In your contracts, there is probably a paragraph giving you the facility to recover costs if an employee leaves within a set period of time after completing some training. The paragraph must be reasonable and non-discriminatory. For example, you couldn’t require staff to remain for 10 years after a one-day course.
It’s a good idea for the employee to sign an agreement ahead of each training event to reinforce the contract and advise them of the cost of that particular course. You could include travel costs and accommodation but not wages received during training.
It’s a good idea to have a specific paragraph giving you the right to recover the costs from their final salary. When you receive their notice, remind the employee of their commitments and ideally reach an agreement as to how and when you will recover the money.
Avoid the situation where the employee is unaware that their pay is being reduced until they get their final pay and realise a significant chunk has been withheld. The employee may then dash off to get legal advice.

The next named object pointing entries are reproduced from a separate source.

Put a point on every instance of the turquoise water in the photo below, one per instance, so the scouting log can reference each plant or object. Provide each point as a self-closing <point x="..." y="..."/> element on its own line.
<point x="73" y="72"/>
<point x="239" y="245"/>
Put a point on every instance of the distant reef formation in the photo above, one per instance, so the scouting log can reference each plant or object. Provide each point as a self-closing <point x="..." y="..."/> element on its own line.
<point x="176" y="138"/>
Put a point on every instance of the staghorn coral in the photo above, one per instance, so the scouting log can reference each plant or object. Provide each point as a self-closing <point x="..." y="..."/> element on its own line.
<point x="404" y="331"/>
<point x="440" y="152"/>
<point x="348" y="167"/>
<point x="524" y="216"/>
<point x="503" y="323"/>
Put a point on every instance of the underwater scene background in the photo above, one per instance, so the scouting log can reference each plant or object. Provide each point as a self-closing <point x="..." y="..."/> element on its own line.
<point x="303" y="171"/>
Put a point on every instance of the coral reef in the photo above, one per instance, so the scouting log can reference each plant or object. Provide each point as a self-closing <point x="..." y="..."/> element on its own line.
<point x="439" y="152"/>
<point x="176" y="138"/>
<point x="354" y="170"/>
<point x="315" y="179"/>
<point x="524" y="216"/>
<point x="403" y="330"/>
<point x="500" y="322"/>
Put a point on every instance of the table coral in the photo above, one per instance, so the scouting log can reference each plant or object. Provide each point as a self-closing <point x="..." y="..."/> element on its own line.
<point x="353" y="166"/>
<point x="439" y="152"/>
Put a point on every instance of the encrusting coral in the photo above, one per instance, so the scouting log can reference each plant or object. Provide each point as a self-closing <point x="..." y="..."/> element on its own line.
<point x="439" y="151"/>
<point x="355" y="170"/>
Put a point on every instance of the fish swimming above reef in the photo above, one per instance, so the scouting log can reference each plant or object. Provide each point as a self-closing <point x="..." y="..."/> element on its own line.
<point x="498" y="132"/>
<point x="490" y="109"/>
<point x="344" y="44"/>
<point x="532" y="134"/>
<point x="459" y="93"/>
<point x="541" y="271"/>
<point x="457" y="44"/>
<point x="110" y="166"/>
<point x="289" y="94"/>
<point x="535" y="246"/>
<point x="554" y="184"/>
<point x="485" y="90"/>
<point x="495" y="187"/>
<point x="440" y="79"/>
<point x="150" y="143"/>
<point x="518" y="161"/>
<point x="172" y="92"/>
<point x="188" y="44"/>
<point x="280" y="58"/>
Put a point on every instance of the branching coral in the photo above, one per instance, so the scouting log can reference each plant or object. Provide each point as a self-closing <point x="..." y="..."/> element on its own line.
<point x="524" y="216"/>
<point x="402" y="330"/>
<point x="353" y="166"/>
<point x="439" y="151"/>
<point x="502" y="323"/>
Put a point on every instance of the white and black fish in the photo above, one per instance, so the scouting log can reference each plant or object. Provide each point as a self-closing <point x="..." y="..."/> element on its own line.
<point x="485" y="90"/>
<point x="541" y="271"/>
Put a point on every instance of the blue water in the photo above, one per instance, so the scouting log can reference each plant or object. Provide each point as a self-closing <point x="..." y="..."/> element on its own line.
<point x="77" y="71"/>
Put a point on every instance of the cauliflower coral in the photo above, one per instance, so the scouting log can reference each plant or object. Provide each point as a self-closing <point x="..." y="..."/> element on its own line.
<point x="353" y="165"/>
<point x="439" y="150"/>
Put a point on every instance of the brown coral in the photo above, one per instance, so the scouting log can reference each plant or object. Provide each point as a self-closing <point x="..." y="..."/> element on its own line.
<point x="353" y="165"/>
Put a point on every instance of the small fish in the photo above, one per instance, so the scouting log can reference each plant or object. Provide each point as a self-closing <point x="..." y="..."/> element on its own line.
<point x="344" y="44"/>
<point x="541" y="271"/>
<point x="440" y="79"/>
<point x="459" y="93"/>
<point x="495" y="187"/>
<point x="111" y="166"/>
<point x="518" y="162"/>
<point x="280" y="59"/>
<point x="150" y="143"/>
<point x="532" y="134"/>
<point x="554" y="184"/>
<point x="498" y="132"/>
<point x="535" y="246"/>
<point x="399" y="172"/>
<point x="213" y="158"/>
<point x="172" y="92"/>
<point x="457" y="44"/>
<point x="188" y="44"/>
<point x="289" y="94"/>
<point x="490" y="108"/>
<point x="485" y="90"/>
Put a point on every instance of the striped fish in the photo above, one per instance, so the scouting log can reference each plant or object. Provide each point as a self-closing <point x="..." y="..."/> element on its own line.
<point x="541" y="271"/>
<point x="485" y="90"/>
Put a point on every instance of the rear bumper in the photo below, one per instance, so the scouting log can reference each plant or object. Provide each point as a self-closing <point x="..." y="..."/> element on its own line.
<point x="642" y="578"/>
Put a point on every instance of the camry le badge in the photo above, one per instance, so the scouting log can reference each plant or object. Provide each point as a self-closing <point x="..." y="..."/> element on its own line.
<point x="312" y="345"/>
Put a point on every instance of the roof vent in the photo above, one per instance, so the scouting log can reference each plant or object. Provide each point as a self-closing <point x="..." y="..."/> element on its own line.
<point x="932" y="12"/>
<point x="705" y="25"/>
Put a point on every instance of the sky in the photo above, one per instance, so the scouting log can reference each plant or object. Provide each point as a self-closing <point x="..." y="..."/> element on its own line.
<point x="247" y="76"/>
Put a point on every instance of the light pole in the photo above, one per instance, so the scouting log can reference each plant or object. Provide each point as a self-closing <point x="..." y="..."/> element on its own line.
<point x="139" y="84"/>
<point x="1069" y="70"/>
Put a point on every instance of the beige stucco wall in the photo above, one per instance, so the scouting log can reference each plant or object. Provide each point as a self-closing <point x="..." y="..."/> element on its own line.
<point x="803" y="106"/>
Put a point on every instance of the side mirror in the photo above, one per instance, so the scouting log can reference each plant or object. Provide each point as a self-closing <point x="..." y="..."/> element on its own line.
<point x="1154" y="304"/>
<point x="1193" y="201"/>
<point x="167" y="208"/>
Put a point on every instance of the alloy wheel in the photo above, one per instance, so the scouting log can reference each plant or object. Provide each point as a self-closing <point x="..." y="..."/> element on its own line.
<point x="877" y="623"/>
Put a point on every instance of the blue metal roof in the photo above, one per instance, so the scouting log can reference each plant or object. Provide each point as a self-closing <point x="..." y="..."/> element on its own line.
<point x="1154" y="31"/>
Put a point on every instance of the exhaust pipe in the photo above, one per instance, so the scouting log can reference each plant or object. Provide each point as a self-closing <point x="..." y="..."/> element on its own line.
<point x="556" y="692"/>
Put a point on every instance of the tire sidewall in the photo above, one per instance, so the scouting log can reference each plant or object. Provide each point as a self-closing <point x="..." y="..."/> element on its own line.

Over the past 12 months, I have seen these deductions being challenged on a range of grounds such as:
• they were an unlawful deduction of pay
• the employee hadn’t agreed to them
• the VAT element shouldn’t have been recovered
• more than one person attended so the cost was not accurate
• the training was free to the employer
• the training was in the employee’s own time
• the deduction meant they didn’t get minimum wage
• the employee hadn’t left, they had been dismissed
• the employee had never signed their contract.
Most of these issues could have been avoided with a discussion prior to the employee leaving.
A recent employment tribunal case arose after an employer deducted training costs without consultation. On appointment, the employee had signed a form agreeing to repay training costs if she left for any reason. After a few months, she texted the owner to say she’d be off for a period of time with work-related stress. The employer replied effectively saying they were treating the text as her resignation with immediate effect.
Training costs for the course were deducted from her final pay without any discussion. She made a claim against the employer. During the hearing, it transpired she hadn’t actually been paid for attending the training. Legally, the employee was entitled to one week’s notice, which she hadn’t received, meaning she’d been wrongfully dismissed. She didn’t have two years’ service so couldn’t claim unfair dismissal.
The tribunal concluded that while she had voluntarily signed the agreement, the dismissal without notice breached her contract, meaning the employer wasn’t able to rely on the agreement about training costs. The tribunal also made specific negative comment about the salon’s practice of not paying staff for attending training or requiring them to use holiday.
The minimum wage issue
HMRC has confirmed that employers can make deductions from pay if training was mandatory rather than voluntary, unless they take the employee below national minimum wage. In these cases, employers would have to decide which training was mandatory and which voluntary, and keep a record of whether the employee was given the option to decline.
David Wright is a consultant in all aspects of employment practice and law. He is the main employment law consultant for Habia and provides a personalised support service for UK salons.